The Flower Hill Board of Trustees has grown frustrated with garbage service in the village and discussed making a change during its monthly meeting on Monday night.
“We had a strike, then we had two weeks where our regular guys were on vacation and the garbage was not being picked up in a timely manner,” village Administrator Ronnie Shatzkamer said. “Dealing with this company, I’m just disgusted.”
The trustees nodded in agreement. Meadow Carting Co. of Westbury currently provides garbage service to the village’s residents.
The village is currently paying $64,000 a month for garbage service. Shatzkamer said when she spoke to other villages like Great Neck, they were surprised how much Flower Hill was paying.
Bidding will begin for the garbage contract in April and the contract will be awarded in June, but Shatzkamer said the same two companies always bid: Meadow Carting and Winters Bros.
“We’re almost being held hostage by them,” she said.
She suggested that the village buy its own trucks, hire a crew and collect the garbage instead of hiring an outside company. Some trustees said the idea might save money in the long run.
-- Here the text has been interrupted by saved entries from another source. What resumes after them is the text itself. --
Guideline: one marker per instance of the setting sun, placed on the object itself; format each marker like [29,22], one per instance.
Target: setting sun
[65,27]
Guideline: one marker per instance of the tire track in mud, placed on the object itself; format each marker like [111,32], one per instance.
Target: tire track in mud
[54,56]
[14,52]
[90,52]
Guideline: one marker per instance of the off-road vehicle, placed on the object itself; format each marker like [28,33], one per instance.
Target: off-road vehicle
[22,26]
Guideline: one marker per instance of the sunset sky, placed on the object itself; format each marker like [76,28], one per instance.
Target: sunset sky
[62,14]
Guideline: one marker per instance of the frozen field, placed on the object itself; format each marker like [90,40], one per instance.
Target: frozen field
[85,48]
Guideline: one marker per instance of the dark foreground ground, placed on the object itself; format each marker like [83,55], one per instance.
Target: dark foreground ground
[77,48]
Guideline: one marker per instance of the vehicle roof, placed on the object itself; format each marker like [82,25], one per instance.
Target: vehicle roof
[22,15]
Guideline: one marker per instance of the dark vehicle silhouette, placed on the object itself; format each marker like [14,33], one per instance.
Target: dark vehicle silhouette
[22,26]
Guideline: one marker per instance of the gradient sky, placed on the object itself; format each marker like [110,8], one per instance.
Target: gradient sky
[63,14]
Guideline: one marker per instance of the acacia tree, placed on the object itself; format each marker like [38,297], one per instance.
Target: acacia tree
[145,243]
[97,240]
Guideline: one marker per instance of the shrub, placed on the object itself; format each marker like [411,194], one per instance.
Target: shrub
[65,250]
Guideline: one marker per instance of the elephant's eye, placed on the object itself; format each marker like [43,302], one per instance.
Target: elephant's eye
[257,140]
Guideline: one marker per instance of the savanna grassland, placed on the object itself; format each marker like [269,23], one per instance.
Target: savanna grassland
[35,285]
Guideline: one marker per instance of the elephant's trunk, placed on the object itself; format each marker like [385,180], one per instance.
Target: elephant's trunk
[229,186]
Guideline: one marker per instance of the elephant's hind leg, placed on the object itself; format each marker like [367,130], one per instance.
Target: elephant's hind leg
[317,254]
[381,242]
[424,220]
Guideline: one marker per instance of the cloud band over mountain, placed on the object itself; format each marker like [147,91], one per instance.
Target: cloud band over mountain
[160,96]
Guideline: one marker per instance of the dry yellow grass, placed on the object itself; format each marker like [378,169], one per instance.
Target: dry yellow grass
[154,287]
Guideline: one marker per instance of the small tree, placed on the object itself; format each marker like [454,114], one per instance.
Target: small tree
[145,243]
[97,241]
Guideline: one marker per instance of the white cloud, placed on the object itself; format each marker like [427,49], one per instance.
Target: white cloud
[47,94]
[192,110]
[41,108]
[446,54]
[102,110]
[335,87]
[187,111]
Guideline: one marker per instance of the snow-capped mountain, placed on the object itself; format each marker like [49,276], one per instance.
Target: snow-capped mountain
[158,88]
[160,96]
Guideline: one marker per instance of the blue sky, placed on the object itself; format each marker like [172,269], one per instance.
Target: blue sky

“This is just something to think about; it is not happening tomorrow,” Mayor Bob McNamara said.
Efforts to reach Meadow Carting were unavailing.
The Board of Trustees had two laws up for adoption, but only one passed. The trustees approved an amendment to the zoning code that would reduce contractor hours on Saturday. Any construction, excavation, demolition, alteration or repair that creates a noise disturbance is permitted on Saturdays from 9 a.m. to 5 p.m. Previously, noise disturbances on Saturday were permitted until 6 p.m.
The second law would add a chapter to the village code entitled “Prohibitive Surveillance.” The law was spurred by a complaint at last month’s board meeting from a Flower Hill resident who said his home was being monitored by his neighbor’s surveillance cameras. Under the new law, it would be illegal to have a camera record or view people where those people “would reasonably have an expectation of privacy.” Village Attorney Jeffery Blinkoff said there was little precedent for this issue.
“This is a fairly new area of law,” he said. “This is new technology, I don’t believe from my research that any of the surrounding municipalities have something like this on their books.”
The trustees decided they needed more time to look at the matter. The law will be brought up again during November’s meeting.
The board also approved a resolution opposing the elimination of state and local tax deductions for federal taxpayers who itemize. The statement that Congress was considering dropping the deduction drew a groan from the trustees.